太陽光買い取り価格「13年度引き下げ可能」 経産相
茂木敏充経済産業相は21日、2012年度に1キロワット時42円としている太陽光発電の買い取り価格について、13年度は「30円台後半に引き下げることができる」との見解を明らかにした。経産省は同日の調達価格等算定委員会で、13年度の買い取り価格の議論を始めた。太陽光発電の価格は設備の値下げを反映して小幅に引き下げ、風力や地熱発電は据え置く方針で大筋一致した。
再生可能エネルギーでつくった電力は電力会社が固定価格で全量を買い取るしくみだ。買い取り価格は施設の設置費用や、発電業者の利益をもとに決める。
茂木経産相は日本記者クラブの講演で「実態調査をすると太陽光の発電設備の価格は相当下がっている」と指摘。太陽光パネルなどの値下げ分を反映して13年度の買い取り価格を引き下げることができるとの意向を示した発言だ。

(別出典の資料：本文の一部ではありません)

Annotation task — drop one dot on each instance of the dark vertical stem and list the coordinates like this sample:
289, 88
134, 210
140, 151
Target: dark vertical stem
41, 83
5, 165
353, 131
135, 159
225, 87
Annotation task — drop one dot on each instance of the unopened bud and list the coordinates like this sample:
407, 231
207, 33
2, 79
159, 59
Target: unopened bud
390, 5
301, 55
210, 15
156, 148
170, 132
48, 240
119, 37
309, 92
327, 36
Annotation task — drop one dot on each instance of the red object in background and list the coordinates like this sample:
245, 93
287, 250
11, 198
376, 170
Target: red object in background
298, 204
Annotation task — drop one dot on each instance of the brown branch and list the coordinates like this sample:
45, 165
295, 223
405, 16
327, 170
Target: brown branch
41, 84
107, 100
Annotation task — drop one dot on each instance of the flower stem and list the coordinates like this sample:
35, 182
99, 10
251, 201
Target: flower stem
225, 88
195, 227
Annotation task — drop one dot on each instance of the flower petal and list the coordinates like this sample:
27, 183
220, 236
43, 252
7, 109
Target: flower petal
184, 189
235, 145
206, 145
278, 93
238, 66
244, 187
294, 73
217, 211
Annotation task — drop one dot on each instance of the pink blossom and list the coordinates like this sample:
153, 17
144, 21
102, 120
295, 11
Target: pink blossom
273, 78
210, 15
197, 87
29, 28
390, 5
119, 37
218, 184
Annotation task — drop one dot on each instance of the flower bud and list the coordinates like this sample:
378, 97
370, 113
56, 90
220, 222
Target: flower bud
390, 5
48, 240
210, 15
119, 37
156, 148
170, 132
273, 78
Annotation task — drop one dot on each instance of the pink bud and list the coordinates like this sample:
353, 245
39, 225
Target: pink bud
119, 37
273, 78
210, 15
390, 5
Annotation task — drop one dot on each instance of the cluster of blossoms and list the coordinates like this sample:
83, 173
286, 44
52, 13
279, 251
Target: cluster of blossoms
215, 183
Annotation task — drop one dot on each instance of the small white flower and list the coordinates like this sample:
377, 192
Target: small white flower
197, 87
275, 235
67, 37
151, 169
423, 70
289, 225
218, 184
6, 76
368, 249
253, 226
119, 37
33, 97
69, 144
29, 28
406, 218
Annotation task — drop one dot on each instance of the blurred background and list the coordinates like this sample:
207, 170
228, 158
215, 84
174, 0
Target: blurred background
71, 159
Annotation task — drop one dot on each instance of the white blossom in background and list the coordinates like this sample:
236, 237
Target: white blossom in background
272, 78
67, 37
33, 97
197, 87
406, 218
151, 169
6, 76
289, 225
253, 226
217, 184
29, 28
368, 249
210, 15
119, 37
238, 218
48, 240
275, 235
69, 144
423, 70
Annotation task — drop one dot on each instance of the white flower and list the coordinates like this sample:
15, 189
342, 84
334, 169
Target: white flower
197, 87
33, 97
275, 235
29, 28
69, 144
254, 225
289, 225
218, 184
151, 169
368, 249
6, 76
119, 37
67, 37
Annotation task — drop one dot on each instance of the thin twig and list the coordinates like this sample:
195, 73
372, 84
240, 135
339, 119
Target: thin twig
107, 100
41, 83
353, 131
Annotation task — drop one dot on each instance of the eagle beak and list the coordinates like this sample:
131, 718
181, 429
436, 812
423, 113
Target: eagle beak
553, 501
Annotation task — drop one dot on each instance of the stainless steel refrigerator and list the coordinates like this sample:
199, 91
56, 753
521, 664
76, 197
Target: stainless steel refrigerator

経産省が委員会に示したデータによると、住宅用の太陽光発電設備の設置費用は直近の12年10~12月は1キロワットあたり42.7万円だった。12年度は46.6万円を想定していたが、市場拡大を受けて下落した。住宅以外の大規模な太陽光発電でも32.5万円から28万円に下がった。土地代や修繕費は据え置く見通しで、これを反映した場合の買い取り価格は「1キロワット時38円か37円を中心にその前後に絞られる」(経産省幹部)という。
経産省は電力会社の来年度の電気料金への上乗せ額は、再生可能エネルギーの導入量が増える分、標準家庭の全国平均で12年度の月87円から13年度は100円程度まで上がるとみている。
一方、風力や地熱・バイオマス発電などの13年度の買い取り価格は「導入実績が少なく価格の変動を正確に把握できない」として12年度の価格を据え置く方針だ。委員会は3月上旬にも報告書をまとめ、茂木経産相が最終的に買い取り価格を決める。